Петр Анканто почти всю свою жизнь провел на острове в Ледовитом океане. Правда, три года жил на мысе Шмидта, учился в семилетке. Все три года не было дня, чтобы он не вышел на мыс — взглянуть в молочно-белую даль Ледовитого океана в тщетной попытке увидеть родной остров, открытый только в конце прошлого века и населенный уже в советское время эскимосами из бухты Гуврэль.
Родители Анканто любили рассказывать о покинутой родине, тосковали по ней, но крепко держались за этот остров, который они первыми заселили и освоили.

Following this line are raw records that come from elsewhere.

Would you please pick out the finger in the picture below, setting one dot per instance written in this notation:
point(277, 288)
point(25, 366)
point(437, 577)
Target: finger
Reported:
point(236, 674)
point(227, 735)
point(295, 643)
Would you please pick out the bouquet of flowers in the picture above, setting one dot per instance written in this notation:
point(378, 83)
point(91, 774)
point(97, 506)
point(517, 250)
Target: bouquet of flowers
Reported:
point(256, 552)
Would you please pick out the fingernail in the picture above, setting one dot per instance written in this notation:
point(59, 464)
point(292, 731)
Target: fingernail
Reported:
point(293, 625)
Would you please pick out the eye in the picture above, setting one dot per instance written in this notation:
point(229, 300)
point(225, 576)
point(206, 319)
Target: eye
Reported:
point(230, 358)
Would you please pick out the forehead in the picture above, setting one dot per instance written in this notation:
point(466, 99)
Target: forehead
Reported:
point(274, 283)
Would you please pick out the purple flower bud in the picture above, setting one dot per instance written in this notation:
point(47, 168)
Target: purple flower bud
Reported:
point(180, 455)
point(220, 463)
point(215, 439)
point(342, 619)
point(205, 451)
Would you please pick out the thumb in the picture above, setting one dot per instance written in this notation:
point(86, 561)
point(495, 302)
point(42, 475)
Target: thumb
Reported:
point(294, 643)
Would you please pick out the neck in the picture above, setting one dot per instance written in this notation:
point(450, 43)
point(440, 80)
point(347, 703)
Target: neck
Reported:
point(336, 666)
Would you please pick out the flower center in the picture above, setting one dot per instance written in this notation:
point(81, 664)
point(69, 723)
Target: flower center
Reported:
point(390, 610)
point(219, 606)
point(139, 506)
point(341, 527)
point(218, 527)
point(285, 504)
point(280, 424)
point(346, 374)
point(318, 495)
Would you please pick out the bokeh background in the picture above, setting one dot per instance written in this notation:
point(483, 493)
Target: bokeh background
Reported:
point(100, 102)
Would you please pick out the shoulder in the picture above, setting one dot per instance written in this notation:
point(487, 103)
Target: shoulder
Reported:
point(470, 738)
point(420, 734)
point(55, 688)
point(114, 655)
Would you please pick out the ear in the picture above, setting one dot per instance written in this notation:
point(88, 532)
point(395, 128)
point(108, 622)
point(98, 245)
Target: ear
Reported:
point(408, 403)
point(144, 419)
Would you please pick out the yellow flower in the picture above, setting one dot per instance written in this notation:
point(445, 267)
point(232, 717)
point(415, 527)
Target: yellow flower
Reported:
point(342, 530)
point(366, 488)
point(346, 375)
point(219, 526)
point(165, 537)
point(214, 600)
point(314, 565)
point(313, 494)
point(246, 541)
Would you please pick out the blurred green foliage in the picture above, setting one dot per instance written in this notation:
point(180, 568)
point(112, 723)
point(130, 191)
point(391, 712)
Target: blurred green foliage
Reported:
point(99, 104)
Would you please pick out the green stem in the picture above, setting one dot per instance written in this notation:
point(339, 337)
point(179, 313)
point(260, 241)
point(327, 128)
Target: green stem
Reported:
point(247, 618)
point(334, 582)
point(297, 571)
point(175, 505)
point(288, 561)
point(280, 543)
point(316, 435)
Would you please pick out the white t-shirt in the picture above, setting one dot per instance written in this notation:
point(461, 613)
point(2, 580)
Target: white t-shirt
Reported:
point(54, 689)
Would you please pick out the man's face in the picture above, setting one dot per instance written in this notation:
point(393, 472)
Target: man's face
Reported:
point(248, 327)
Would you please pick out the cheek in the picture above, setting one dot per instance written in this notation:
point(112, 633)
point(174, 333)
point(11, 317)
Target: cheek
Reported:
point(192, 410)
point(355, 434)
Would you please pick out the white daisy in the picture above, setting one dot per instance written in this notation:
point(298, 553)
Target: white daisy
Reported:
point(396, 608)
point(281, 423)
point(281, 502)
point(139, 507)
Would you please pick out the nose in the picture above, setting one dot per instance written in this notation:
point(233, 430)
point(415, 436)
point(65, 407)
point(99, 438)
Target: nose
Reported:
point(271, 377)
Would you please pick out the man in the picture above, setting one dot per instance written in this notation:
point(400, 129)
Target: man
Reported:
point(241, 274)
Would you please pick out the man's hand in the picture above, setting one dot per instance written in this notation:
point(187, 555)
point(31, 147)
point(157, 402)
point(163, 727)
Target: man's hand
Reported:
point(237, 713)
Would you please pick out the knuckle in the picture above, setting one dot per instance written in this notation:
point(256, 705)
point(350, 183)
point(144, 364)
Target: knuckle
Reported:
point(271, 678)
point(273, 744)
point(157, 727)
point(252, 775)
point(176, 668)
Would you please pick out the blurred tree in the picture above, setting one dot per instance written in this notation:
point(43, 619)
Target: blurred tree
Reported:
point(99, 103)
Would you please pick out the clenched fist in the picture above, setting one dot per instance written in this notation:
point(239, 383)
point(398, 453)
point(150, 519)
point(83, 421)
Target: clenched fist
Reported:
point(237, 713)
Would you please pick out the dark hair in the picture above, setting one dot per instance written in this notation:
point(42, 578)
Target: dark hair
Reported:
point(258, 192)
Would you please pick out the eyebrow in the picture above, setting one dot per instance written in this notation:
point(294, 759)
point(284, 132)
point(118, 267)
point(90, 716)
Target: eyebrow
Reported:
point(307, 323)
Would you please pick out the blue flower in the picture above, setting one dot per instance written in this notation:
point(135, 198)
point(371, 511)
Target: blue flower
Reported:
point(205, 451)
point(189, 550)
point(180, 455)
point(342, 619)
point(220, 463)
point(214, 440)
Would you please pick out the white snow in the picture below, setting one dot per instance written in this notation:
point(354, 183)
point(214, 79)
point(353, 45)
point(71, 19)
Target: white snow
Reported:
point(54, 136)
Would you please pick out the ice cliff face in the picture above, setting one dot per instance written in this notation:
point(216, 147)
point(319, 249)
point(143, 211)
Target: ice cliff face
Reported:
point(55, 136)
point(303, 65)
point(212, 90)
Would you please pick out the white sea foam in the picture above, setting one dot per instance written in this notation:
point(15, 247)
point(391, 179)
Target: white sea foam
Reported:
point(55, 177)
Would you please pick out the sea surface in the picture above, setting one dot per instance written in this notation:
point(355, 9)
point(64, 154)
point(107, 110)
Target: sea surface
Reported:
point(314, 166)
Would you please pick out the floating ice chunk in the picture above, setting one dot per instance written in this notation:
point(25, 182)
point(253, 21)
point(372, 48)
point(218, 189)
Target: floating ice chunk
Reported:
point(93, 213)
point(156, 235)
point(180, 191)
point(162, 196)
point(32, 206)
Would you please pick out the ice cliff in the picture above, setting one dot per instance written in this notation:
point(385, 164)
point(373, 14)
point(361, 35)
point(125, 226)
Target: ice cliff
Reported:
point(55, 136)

На мысе Шмидта Анканто тоже тосковал по острову. Его угнетало сознание того, что за его спиной нескончаемая твердь, огромный Азиатский материк, который смыкается с Европой и кончается уже где-то в немыслимой дали, за Испанией, за Португалией, за теми пустынными кастильскими равнинами, по которым ехал добрый, нисколько не смешной Дон-Кихот со своим верным Санчо Пансой. А прямо за спиной, на юг — Индокитай, где идет война…
Непостижимо! И хотя все это можно рассмотреть на карте, можно даже указкой ткнуть в Цейлон, в Мадрид, большие расстояния убивали реальность.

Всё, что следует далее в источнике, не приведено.